The Company evaluates its financial instruments to determine if such instruments are derivatives or contain features that qualify as embedded derivatives in accordance with ASC Topic 815, "Derivatives and Hedging". Derivative instruments are initially recorded at fair value on the grant date and re-valued at each reporting date, with changes in the fair value reported in the statements of operations. Derivative assets and liabilities are classified in the balance sheets as current or non-current based on whether or not net-cash settlement or conversion of the instrument could be required within 12 months of the balance sheet date. The Company has determined that both the Public Warrants and Private Placement Warrants are derivative instruments.

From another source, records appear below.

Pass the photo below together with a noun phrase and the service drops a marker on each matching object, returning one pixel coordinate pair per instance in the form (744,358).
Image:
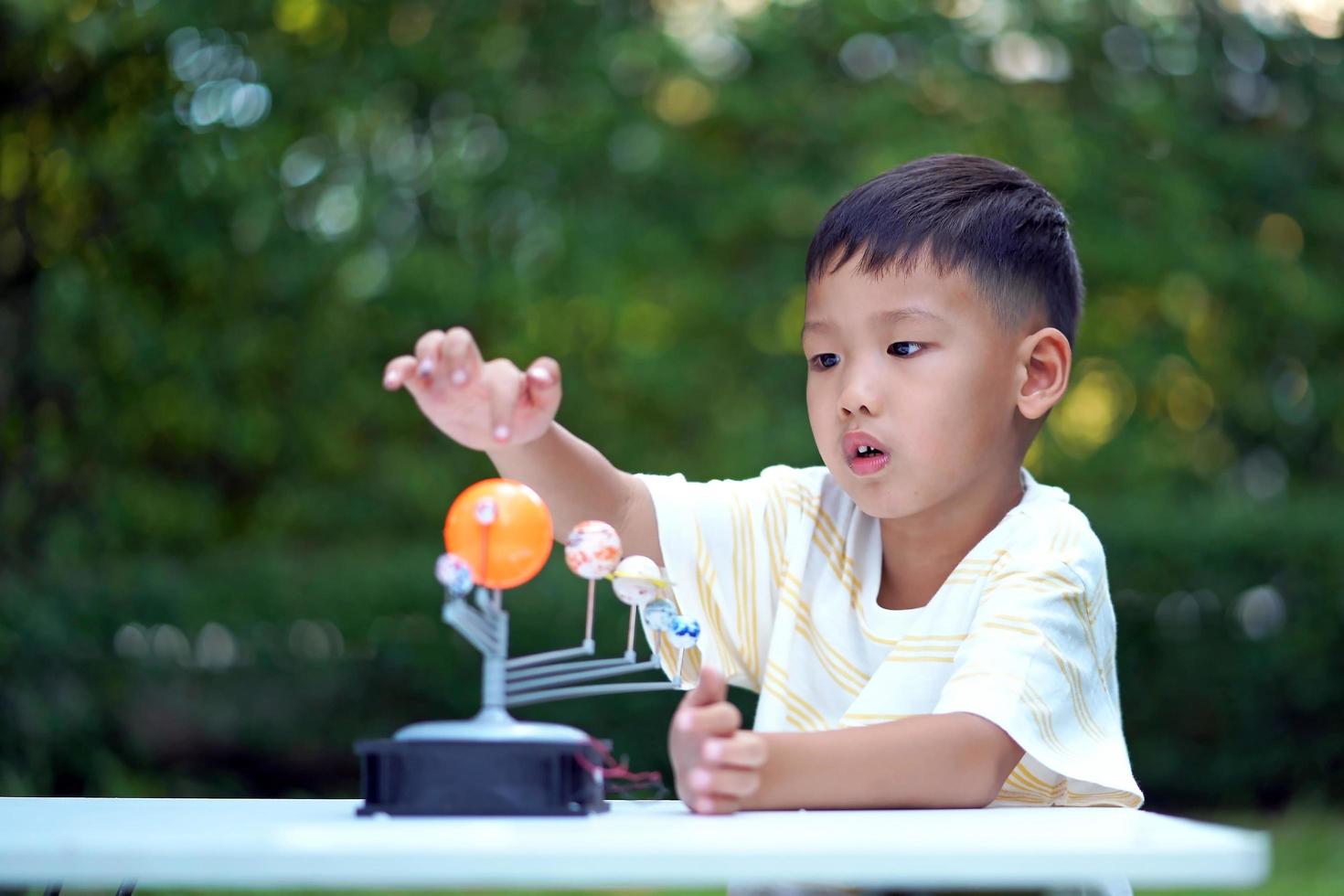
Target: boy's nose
(859,397)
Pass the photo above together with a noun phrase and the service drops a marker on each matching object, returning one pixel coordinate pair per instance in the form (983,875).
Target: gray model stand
(495,764)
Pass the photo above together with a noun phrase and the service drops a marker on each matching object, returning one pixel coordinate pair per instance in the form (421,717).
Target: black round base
(477,776)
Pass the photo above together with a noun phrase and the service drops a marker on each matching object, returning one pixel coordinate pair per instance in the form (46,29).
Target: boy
(926,624)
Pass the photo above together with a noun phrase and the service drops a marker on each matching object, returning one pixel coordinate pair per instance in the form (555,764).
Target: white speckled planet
(592,551)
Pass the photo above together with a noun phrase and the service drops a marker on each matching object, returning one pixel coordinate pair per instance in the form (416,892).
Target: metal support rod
(460,612)
(494,687)
(581,676)
(588,626)
(566,667)
(469,624)
(532,658)
(591,690)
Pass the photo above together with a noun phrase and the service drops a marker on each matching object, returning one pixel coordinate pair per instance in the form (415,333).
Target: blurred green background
(219,220)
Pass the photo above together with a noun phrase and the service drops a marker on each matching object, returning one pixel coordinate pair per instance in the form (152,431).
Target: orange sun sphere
(508,523)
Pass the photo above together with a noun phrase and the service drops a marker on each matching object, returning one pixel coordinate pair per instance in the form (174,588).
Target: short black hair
(961,212)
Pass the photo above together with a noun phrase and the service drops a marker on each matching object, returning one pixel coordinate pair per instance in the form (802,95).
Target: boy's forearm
(572,477)
(944,761)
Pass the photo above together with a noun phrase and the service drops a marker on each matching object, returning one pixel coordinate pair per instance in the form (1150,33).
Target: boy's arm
(943,761)
(578,484)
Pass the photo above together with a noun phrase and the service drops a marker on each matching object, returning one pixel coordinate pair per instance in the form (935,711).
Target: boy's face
(918,363)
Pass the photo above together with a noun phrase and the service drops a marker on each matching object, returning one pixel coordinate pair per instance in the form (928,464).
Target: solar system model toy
(499,535)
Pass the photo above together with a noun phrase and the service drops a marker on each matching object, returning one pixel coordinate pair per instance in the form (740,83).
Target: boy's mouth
(859,445)
(863,453)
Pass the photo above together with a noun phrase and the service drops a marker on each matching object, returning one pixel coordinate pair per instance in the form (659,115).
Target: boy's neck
(921,551)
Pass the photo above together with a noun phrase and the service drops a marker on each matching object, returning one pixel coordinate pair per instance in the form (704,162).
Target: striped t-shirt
(783,572)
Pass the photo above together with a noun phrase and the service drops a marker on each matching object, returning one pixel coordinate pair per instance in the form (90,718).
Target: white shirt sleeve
(723,546)
(1040,663)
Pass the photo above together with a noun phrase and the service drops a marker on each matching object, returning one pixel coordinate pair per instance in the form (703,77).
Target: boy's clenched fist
(717,764)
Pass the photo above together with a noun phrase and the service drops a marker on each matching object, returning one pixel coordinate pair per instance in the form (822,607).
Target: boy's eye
(820,360)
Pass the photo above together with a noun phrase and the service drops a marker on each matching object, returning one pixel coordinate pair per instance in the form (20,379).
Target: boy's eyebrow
(890,316)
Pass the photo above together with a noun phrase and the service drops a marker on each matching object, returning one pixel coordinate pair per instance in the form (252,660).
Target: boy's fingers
(709,688)
(504,382)
(398,371)
(543,375)
(743,750)
(718,719)
(461,357)
(426,354)
(725,782)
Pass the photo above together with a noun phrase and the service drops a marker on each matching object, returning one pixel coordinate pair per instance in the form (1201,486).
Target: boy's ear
(1041,371)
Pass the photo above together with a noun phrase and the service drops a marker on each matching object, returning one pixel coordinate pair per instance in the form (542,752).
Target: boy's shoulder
(1046,531)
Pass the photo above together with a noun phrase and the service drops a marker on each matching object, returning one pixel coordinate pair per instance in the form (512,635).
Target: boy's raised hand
(714,762)
(481,404)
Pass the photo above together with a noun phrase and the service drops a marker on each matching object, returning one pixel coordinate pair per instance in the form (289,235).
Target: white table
(322,842)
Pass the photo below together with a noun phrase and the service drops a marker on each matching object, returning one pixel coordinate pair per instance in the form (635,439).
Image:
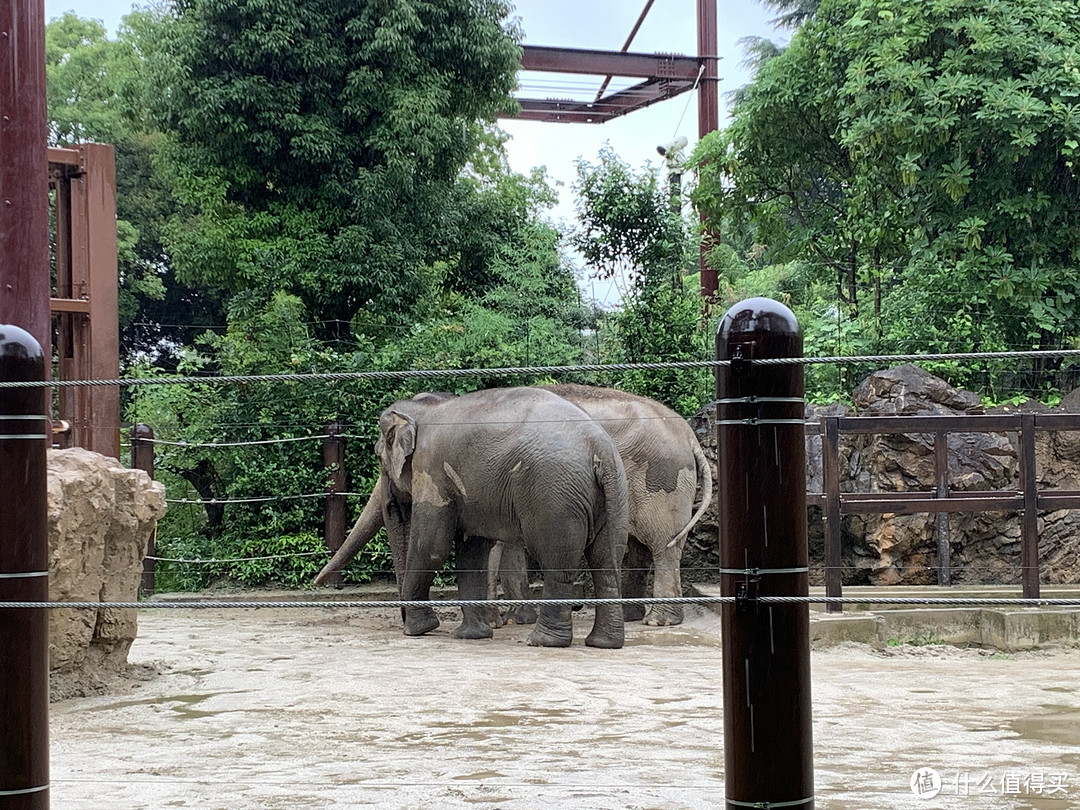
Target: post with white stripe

Recent Accounting Standards

In August 2020, the FASB issued Accounting Standards Update ("ASU") 2020-06, Debt-Debt with Conversion and Other Options (Subtopic 470-20) and Derivatives and Hedging-Contracts in Entity's Own Equity (Subtopic 815-40) ("ASU 2020-06") to simplify accounting for certain financial instruments. ASU 2020-06 eliminates the current models that require separation of beneficial conversion and cash conversion features from convertible instruments and simplifies the derivative scope exception guidance pertaining to equity classification of contracts in an entity's own equity. The new standard also introduces additional disclosures for convertible debt and freestanding instruments that are indexed to and settled in an entity's own equity. ASU 2020-06 amends the diluted earnings per share guidance, including the requirement to use the if-converted method for all convertible instruments. As a smaller reporting company, ASU 2020-06 is effective January 1, 2024 for fiscal years beginning after December 15, 2023 and should be applied on a full or modified retrospective basis, with early adoption permitted beginning on January 1, 2021. The Company is currently assessing the impact, if any, that ASU 2020-06 would have on its financial position, results of operations or cash flows.

Management does not believe that any recently issued, but not yet effective, accounting standards, if currently adopted, would have a material effect on our financial statements.

Off-Balance Sheet Arrangements; Commitments and Contractual Obligations

As of December 31, 2022, we did not have any off-balance sheet arrangements as defined in Item 303(a)(4)(ii) of Regulation S-K.